# '95 Audi 90 Quattro Head gasket replacement -Sorry, search isn't working



## tdreesman (Oct 14, 2009)

Just got my 1st Audi (well not actually, wife's got an '06 A3 DSG) with a blown head gasket. I'm looking for a good place to buy a head gasket set and head bolts for an Audi 90 Quattro 2.8L. Plus any DIY's on head gasket replacement along with torque specs. Any help would be appreciated!!


----------



## VW uber alles (Sep 21, 2003)

*Re: '95 Audi 90 Quattro Head gasket replacement -Sorry, search isn't working (tdreesman)*

Two weeks ago I bought the parts from autohausaz.com .Take a look at the website.Good parts for good prices.
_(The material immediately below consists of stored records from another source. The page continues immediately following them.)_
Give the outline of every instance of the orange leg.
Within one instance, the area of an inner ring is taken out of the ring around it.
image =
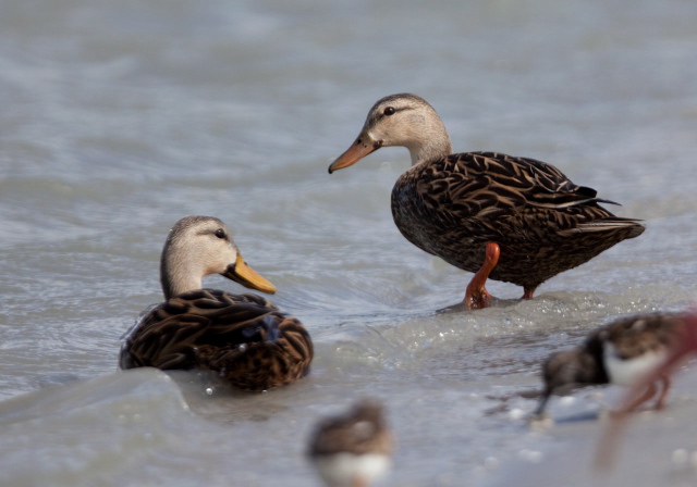
[[[656,409],[665,408],[665,396],[668,396],[668,389],[671,388],[671,377],[669,375],[662,376],[661,382],[663,383],[663,390],[661,390],[661,395],[658,397],[658,401],[656,401]]]
[[[489,274],[497,266],[500,254],[501,249],[497,242],[490,241],[487,244],[487,257],[484,260],[484,264],[467,285],[465,292],[465,304],[467,304],[468,310],[479,310],[489,305],[491,295],[487,291],[485,285]]]
[[[533,299],[533,295],[535,294],[536,287],[524,287],[523,288],[523,297],[521,299]]]

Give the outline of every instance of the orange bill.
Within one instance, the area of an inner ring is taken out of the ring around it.
[[[339,155],[339,158],[329,166],[329,174],[355,164],[369,153],[375,152],[380,148],[379,145],[366,145],[364,143],[364,140],[367,140],[367,137],[358,137],[353,146],[351,146],[343,154]]]
[[[269,295],[276,292],[276,286],[257,274],[254,269],[249,267],[240,254],[237,254],[237,261],[235,262],[235,264],[228,266],[228,270],[223,273],[223,276],[234,280],[235,283],[240,283],[244,287],[248,287],[249,289],[268,292]]]

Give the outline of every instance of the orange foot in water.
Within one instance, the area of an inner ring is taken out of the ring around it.
[[[491,274],[493,267],[497,266],[500,254],[501,249],[498,244],[493,241],[487,244],[487,255],[484,260],[484,265],[472,278],[465,292],[465,304],[468,310],[479,310],[489,305],[491,295],[487,291],[485,285],[487,284],[489,274]]]

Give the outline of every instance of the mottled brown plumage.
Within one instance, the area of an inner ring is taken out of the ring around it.
[[[216,272],[274,290],[244,263],[222,222],[199,216],[178,222],[162,251],[168,299],[124,337],[121,367],[209,370],[250,391],[305,376],[313,342],[302,323],[259,296],[201,289],[201,277]]]
[[[404,146],[412,154],[412,167],[392,189],[392,215],[402,235],[469,272],[485,263],[487,245],[498,245],[500,257],[488,277],[523,286],[527,298],[550,277],[644,232],[636,220],[599,205],[611,201],[550,164],[497,152],[450,154],[436,111],[408,93],[372,107],[356,142],[330,173],[383,146]]]
[[[573,350],[553,353],[542,364],[545,390],[537,414],[545,410],[552,394],[601,384],[633,386],[660,365],[680,345],[686,316],[682,313],[645,313],[624,316],[591,332]],[[661,376],[663,390],[656,403],[662,408],[670,377]],[[656,395],[656,384],[645,391],[632,409]]]

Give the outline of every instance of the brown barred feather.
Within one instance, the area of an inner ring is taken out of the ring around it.
[[[201,369],[261,391],[304,377],[313,342],[303,324],[256,295],[199,289],[150,310],[126,336],[121,367]]]
[[[392,190],[392,214],[418,248],[477,272],[486,245],[499,244],[493,279],[535,289],[644,232],[613,215],[596,190],[541,161],[466,152],[416,164]]]

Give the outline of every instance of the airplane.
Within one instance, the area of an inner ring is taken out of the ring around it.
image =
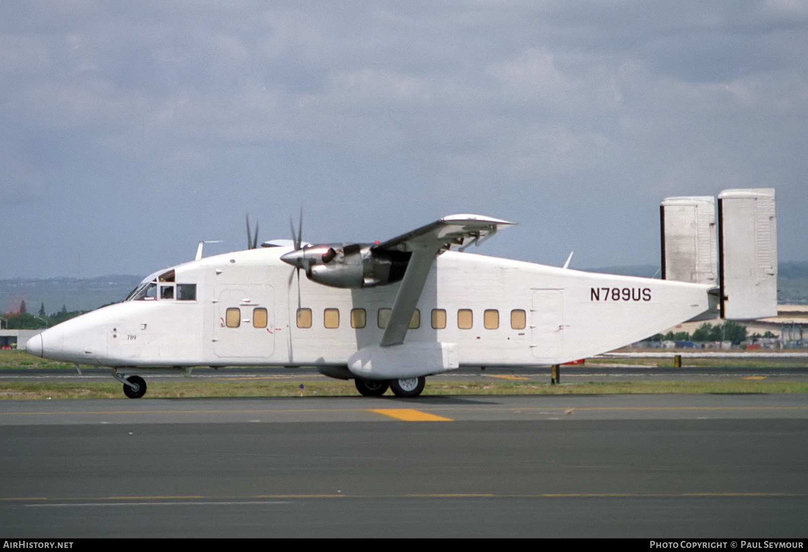
[[[200,366],[314,366],[366,396],[415,397],[460,366],[560,365],[686,320],[776,316],[774,190],[724,190],[718,207],[663,201],[663,279],[468,252],[513,224],[480,215],[381,243],[309,244],[301,214],[291,241],[261,247],[248,220],[247,249],[204,257],[200,242],[194,261],[26,349],[109,366],[130,398],[145,393],[143,374]]]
You can get everything for the head gasket job.Make sure you have a female torx socket to remove the factory head bolts.The number for it is E14,ad also the special tool for instaling the new aftermarket head bolts.You can buy that from germanautoparts.com for like 18$.The torque specs for the cylinder head bolts is :
step 1: 60Nm or 44 lb ft
step 2: 180 degrees or 2x90 for each bolt
Check http://www.12v.org for DIY info.
Good luck and hope this helps.


----------